The term "soul-mate" compared to friendship or spouse has a connotation to it for me. This idea implies that somewhere out there is that “perfect person” for you, and if your marriage is not exploding with intense communication, romance, and a great sex life, well then maybe it’s because your spouse is not your “soul mate.” Men who are a little bored with their wives, or vice versa, might be tempted by a co-worker who “understands me so well and is my soul mate, or could be my soul mate.” But frankly, this is a recipe for adultery and divorce, and families end up getting dropped for “soul mates.”
Someone once wrote a tribute to C.S. Lewis’s “The Screwtape Letters” called “Screwtape Proposes a Divorce,” in which Wasphead, the author's invented senior devil, says the following to Gallstone, the junior devil: “That (soul mates) do not exist is to be kept TOP SECRET. … Let’s be blunt: these humans are scouring the globe for someone with whom a relationship will require absolutely no work or compromise. … Many adult humans who have long ago dismissed Santa Claus and the Easter Bunny as myths somehow persist in believing this person to exist.”
The “soul mate” concept is unworkable and completely unfair to the real other person in your life. It puts enormous pressure on him or her to perform, to meet our impossible expectations. As Jerry Root and Stan Guthrie point out in “The Sacrament of Evangelism,” putting others in God’s place—expecting them to give us what only God can—is a naked form of idolatry and will only lead to deep disappointment.
Here’s another thing. The “soul mate” idea suggests that marriage is all about me, that I need to find someone who understands me perfectly, who makes me happy. Marriage should be about finding someone you can make happy. In the great teaching on marriage in Ephesians, for example, husbands are told to lay down their lives for their wives, as Christ did for the church.
As J. R. R. Tolkien once wrote to his son, “No man, however truly he loved his betrothed and bride as a young man has lived faithful to her as a wife in mind and body without deliberate conscious exercise of the will, without self-denial.”
I think the beautiful ideal of a "soul-mate" is not an accurate look at Biblical relationships. A true soul-mate should only be your spouse. Categorically a friend can have a true connection, an intimate connection even, but this is not a soul-mate.. For in a marriage to submit to one another, and to commit to one another, and to marry one another in a public declaration of oaths; adding intimate sexual oneness is a person connected literally to another's soul. This is God's grace lived out in this union; it is a form of worshipping Him actually. But, it is work isn't it?!!

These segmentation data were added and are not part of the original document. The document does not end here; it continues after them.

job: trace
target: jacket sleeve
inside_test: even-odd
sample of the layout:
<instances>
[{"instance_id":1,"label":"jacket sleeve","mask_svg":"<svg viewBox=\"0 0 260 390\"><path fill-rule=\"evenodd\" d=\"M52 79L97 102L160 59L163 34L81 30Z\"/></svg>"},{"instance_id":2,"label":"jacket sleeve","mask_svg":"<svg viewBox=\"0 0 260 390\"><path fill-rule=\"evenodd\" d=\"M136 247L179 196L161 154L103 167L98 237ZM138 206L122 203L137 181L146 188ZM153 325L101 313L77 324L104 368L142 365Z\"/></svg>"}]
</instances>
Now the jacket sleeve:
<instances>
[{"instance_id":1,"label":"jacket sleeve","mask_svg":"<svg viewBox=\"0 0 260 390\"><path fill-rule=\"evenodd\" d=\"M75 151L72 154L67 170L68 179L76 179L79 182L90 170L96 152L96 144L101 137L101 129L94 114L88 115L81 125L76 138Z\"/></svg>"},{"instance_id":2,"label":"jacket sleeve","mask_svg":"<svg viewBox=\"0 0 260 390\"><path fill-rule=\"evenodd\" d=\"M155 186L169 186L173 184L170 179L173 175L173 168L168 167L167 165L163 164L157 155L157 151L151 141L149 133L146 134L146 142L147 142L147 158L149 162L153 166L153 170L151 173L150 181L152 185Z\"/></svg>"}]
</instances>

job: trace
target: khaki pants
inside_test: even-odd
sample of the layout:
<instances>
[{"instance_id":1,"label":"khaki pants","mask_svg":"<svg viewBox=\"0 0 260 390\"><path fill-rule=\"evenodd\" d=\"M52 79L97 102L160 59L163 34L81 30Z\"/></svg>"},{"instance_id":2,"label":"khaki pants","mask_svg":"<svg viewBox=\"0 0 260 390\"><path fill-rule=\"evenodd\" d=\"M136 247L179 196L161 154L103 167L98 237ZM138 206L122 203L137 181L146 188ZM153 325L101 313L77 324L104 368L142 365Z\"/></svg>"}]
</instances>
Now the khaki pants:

It is true, many married people don't always connect in an natural way cognitively, and emotionally personality wise. But that's the point. If we are married we are to work in our choice of loving them to grow together in that way of submission to loving; hence, the oneness in submitting to our spouse returns thru them - back to honor us eventually. And regardless of the outcome it honors God, which He then is faithful. If your spouse does not return the submissive love (not based on your rule book, but on God's Word), that is the prayers of many and the spiritual fight of our relationships as married couples. This is where we all need to pray for marriages, even intercessory prayers for others who are married. If we honor our spouse we honor ourselves, in other words.
I don't think there is (only one) out there for you, until after marriage. I think there is the one you choose in His will at the time He brings them by. In other words, I think God will honor our heart (while in Christ thru righteousness) and since He is omniscient He happens to know and will intercede for His will to be served. In other words, we have to make those moral choices ourselves.
Marriage can be wonderfully satisfying, but that’s the result of God’s grace, hard work, and self-sacrificial love. And that is the truth. "Soul-mates," seek self, and I am not about that.